简体   繁体   English

Facebook调试器不会刮我的网站

[英]Facebook debugger won't scrape my site

I'm creating the site http://Meer.li and when I run it through facebook debugger - http://developers.facebook.com/tools/debug/og/object?q=meer.li - it can't find my meta-tags. 我正在创建网站http://Meer.li ,当我通过facebook调试器运行它时 - http://developers.facebook.com/tools/debug/og/object?q=meer.li - 它不能找到我的元标记。

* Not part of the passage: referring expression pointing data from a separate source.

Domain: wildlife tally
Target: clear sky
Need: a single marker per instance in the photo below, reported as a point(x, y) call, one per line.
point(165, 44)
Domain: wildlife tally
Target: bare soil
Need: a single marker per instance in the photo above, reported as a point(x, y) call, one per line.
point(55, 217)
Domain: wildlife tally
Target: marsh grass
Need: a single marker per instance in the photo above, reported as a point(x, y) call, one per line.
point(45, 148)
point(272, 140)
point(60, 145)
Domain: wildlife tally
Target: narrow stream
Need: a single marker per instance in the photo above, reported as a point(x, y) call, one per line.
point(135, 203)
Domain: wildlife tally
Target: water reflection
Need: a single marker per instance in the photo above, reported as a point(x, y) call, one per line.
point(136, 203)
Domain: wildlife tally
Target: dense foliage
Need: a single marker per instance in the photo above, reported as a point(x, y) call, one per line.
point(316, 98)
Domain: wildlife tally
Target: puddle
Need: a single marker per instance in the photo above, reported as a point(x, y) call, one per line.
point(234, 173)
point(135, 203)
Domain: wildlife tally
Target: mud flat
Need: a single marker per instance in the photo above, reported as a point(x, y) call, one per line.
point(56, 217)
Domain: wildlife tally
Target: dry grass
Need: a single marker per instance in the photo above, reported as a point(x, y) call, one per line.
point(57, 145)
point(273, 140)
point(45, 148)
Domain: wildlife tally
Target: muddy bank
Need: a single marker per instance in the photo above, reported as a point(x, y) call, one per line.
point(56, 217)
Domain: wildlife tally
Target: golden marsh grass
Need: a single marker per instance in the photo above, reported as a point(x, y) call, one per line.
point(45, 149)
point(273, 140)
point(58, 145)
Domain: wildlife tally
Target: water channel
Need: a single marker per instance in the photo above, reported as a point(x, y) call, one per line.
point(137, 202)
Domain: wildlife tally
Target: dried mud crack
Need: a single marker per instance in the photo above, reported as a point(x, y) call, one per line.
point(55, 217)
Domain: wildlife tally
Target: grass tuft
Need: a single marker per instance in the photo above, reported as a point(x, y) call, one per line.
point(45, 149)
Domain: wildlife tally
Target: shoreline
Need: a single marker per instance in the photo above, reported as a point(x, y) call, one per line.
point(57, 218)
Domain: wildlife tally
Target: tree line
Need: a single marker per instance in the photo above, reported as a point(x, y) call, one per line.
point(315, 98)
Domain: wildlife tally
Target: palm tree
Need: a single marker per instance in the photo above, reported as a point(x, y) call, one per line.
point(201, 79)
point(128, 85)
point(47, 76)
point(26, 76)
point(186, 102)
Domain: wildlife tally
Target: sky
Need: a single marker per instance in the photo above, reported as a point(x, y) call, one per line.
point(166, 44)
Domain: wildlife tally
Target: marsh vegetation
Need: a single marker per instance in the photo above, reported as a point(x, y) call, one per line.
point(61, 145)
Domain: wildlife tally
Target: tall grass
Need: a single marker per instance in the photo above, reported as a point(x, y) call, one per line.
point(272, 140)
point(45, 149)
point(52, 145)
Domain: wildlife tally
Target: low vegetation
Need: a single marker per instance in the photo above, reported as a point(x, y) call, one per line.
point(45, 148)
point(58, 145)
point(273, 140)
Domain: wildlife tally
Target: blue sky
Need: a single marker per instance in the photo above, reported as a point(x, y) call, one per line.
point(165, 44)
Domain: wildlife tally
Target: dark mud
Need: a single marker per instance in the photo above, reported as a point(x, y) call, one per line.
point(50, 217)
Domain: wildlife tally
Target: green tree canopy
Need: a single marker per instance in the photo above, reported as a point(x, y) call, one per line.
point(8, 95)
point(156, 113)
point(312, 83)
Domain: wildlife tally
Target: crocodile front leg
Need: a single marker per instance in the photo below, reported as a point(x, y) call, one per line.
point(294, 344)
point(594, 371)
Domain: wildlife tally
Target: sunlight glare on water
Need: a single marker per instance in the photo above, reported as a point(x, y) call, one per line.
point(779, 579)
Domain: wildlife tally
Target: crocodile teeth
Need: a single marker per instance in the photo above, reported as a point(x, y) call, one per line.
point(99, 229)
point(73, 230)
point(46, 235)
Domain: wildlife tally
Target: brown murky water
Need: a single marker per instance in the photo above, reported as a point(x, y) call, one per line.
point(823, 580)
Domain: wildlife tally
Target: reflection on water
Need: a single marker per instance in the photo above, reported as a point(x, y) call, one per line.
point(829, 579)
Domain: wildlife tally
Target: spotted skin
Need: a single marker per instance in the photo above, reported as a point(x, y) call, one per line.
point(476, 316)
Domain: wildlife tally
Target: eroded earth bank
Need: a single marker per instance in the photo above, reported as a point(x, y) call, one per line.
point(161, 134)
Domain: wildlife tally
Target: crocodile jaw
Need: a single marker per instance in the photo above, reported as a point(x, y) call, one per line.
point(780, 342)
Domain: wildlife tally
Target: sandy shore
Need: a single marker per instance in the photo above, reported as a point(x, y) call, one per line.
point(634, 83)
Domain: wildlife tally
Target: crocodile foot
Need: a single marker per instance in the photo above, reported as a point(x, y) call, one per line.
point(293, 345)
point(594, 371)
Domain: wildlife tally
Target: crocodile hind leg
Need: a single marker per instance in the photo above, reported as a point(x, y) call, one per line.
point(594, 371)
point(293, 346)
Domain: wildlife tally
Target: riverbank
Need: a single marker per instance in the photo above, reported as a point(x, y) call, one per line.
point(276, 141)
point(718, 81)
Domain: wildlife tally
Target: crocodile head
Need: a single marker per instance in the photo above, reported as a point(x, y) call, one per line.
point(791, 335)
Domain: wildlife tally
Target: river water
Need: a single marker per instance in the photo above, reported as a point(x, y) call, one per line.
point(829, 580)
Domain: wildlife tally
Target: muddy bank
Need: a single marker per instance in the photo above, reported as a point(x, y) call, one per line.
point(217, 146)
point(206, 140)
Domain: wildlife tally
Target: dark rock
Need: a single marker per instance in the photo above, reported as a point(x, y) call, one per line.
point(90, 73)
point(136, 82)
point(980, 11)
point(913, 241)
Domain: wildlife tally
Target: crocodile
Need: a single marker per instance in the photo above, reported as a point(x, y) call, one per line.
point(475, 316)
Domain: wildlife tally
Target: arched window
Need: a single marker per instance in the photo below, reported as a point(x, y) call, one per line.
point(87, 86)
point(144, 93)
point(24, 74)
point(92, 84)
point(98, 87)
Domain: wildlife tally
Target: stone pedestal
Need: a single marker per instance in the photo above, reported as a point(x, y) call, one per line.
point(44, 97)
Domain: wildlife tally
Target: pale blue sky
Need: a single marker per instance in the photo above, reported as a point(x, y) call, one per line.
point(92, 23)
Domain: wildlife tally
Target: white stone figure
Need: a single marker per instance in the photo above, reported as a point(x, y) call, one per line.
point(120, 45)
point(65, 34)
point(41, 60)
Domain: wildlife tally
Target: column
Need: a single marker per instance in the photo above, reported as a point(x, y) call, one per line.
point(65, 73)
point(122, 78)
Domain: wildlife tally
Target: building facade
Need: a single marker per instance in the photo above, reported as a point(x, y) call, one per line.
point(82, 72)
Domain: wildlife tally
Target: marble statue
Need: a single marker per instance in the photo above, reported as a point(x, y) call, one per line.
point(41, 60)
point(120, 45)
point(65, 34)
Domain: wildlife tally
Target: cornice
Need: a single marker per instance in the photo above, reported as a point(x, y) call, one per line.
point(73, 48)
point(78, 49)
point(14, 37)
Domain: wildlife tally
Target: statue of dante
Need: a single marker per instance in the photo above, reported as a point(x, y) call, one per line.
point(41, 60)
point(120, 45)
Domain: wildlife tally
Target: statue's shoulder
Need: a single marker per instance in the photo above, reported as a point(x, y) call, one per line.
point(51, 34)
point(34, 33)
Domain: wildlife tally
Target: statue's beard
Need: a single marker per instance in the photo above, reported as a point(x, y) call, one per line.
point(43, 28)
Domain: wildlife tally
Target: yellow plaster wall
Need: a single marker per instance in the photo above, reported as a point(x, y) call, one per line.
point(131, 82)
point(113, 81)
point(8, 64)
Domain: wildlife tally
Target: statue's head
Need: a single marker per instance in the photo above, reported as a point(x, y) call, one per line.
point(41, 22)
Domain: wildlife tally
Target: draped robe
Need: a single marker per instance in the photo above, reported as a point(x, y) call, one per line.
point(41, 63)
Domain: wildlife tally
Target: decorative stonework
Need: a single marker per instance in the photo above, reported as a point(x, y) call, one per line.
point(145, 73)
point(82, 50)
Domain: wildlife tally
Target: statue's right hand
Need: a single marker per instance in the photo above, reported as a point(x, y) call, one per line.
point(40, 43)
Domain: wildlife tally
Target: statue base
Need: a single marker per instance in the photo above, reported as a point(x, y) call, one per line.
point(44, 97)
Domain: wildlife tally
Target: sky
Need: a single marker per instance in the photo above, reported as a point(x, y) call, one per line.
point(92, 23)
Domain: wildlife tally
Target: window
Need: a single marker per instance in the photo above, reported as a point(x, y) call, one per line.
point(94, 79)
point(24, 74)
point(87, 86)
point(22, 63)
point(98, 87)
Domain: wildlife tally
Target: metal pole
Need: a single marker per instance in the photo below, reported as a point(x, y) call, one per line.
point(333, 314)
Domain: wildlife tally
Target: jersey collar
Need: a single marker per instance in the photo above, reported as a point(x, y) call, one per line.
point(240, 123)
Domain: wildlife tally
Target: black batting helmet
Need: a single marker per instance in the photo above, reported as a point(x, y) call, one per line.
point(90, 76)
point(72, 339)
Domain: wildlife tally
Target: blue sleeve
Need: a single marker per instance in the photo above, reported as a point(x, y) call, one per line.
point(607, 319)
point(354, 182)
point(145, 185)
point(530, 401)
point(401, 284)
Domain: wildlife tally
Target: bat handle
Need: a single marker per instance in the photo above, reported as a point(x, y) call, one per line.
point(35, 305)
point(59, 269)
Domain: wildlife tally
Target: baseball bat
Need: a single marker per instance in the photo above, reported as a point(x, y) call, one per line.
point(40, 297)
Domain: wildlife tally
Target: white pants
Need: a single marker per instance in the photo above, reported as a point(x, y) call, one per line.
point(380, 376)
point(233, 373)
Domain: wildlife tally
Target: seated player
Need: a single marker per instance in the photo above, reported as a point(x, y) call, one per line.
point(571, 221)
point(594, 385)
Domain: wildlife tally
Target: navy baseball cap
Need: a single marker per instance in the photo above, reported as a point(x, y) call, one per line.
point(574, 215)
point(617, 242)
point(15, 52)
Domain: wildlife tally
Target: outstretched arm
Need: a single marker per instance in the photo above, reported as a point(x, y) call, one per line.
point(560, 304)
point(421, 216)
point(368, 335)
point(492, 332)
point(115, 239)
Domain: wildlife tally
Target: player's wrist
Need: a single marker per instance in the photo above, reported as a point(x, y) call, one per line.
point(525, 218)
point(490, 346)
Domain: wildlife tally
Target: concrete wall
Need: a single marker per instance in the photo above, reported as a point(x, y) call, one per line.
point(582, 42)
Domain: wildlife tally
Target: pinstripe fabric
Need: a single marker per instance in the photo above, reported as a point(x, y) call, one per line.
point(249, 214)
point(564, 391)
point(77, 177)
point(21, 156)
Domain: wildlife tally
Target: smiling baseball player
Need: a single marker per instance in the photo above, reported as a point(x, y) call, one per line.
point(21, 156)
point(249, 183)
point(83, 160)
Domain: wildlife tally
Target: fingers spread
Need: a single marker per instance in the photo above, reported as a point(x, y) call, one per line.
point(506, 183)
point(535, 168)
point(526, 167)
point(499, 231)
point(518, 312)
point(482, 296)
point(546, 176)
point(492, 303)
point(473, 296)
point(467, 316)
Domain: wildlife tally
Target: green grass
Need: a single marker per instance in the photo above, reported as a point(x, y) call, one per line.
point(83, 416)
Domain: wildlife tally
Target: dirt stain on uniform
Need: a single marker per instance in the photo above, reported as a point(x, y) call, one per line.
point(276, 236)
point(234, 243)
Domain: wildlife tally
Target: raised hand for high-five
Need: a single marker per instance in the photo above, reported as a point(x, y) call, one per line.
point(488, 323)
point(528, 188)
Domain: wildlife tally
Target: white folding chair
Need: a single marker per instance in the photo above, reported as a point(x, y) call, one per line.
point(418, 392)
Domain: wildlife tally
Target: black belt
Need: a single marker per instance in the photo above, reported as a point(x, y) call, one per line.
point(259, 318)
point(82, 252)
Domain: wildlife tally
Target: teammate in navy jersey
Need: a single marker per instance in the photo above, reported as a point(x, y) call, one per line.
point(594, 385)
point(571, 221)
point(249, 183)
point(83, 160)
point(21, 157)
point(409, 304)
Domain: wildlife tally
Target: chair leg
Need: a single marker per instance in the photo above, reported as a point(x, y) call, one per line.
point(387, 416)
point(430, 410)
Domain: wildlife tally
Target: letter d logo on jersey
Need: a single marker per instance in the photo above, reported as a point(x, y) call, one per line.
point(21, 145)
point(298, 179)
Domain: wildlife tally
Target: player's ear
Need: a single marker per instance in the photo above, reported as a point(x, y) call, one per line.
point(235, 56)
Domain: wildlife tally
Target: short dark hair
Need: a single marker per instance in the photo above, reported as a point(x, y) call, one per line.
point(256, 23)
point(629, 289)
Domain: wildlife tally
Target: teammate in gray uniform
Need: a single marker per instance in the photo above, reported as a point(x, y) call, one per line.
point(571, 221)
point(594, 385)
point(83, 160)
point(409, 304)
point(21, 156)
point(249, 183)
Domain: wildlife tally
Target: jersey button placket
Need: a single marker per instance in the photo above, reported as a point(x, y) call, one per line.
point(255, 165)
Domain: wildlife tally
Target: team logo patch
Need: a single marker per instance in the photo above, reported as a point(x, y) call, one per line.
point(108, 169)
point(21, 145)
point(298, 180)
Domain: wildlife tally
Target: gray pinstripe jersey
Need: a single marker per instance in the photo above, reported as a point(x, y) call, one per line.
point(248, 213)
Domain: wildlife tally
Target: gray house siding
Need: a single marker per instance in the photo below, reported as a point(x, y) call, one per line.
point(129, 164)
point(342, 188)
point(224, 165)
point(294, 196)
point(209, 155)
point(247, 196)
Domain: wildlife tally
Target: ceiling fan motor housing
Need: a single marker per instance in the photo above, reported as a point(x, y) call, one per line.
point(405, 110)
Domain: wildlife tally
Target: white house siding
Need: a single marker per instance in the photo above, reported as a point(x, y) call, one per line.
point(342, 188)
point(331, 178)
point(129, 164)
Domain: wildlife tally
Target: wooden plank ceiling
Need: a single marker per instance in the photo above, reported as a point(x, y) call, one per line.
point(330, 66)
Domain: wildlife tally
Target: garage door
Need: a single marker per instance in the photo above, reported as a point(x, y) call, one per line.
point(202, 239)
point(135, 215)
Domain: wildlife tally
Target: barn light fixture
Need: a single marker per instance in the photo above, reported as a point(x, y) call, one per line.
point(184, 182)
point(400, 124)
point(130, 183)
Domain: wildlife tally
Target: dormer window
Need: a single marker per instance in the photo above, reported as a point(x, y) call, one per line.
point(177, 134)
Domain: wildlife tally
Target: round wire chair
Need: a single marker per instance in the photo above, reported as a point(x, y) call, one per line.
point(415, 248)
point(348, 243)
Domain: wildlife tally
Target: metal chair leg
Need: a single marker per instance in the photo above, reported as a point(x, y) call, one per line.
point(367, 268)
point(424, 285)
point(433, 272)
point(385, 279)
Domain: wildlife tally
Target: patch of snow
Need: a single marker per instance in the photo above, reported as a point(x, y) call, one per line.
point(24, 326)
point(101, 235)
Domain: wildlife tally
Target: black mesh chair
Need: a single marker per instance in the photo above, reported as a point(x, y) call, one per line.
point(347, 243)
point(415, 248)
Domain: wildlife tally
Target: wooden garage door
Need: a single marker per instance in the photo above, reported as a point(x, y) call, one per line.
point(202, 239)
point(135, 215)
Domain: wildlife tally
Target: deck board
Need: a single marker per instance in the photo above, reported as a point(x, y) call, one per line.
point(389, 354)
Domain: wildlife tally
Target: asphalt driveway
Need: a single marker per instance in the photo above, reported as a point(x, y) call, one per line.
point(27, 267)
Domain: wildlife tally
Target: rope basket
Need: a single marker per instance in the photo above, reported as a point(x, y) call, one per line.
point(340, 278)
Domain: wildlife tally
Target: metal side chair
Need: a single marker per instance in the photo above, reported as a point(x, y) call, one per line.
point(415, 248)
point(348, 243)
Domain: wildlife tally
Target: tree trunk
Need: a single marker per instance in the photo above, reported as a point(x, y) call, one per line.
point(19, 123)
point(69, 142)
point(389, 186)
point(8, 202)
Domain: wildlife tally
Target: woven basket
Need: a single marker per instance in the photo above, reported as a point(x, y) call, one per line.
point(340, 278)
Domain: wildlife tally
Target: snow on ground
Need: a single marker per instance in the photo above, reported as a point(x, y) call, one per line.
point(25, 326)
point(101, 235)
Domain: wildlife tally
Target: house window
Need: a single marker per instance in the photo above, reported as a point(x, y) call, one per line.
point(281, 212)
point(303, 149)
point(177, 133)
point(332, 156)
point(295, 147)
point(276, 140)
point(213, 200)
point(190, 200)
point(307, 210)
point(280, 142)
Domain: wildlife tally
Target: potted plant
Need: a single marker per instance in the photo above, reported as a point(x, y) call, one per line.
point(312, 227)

When I look at the source of what facebook scrapes, it shows a stripped down version of my site, where it has changed the doc-type and there's no meta tags - http://developers.facebook.com/tools/debug/og/echo?q=http%3A%2F%2Fmeer.li%2F . 当我查看facebook刮擦的来源时,它显示了我的网站的精简版本,它更改了doc-type并且没有元标记 - http://developers.facebook.com/tools/debug/og /echo?q=http%3A%2F%2Fmeer.li%2F

What am I doing wrong here? 我在这做错了什么?

I'm running rails 3.2, ruby 1.9.3 and the whole thing is running on Heroku with a mongo database. 我正在运行rails 3.2,ruby 1.9.3并且整个东西在Heroku上运行,带有一个mongo数据库。

Edit 编辑

It seems that I do have the right accept header in my app... if I do this in the different views: 看来我的应用程序中确实有正确的接受标头...如果我在不同的视图中这样做:

<%= request.headers["Accept"] %>

I get: 我明白了:

text/html,application/xhtml+xml,application/xml;q=0.9,*/*;q=0.8

Why can we scrape the whole site if we do curl -H and the right headers? 如果我们卷曲-H和正确的标题,为什么我们可以刮掉整个网站? Why doesn't facebook scrape my site? 为什么facebook不刮我的网站?

Trying your url in the debugger it says that the response status code is 206 which means "Partial Content". 在调试器中尝试您的URL,它表示响应状态代码为206,这意味着“部分内容”。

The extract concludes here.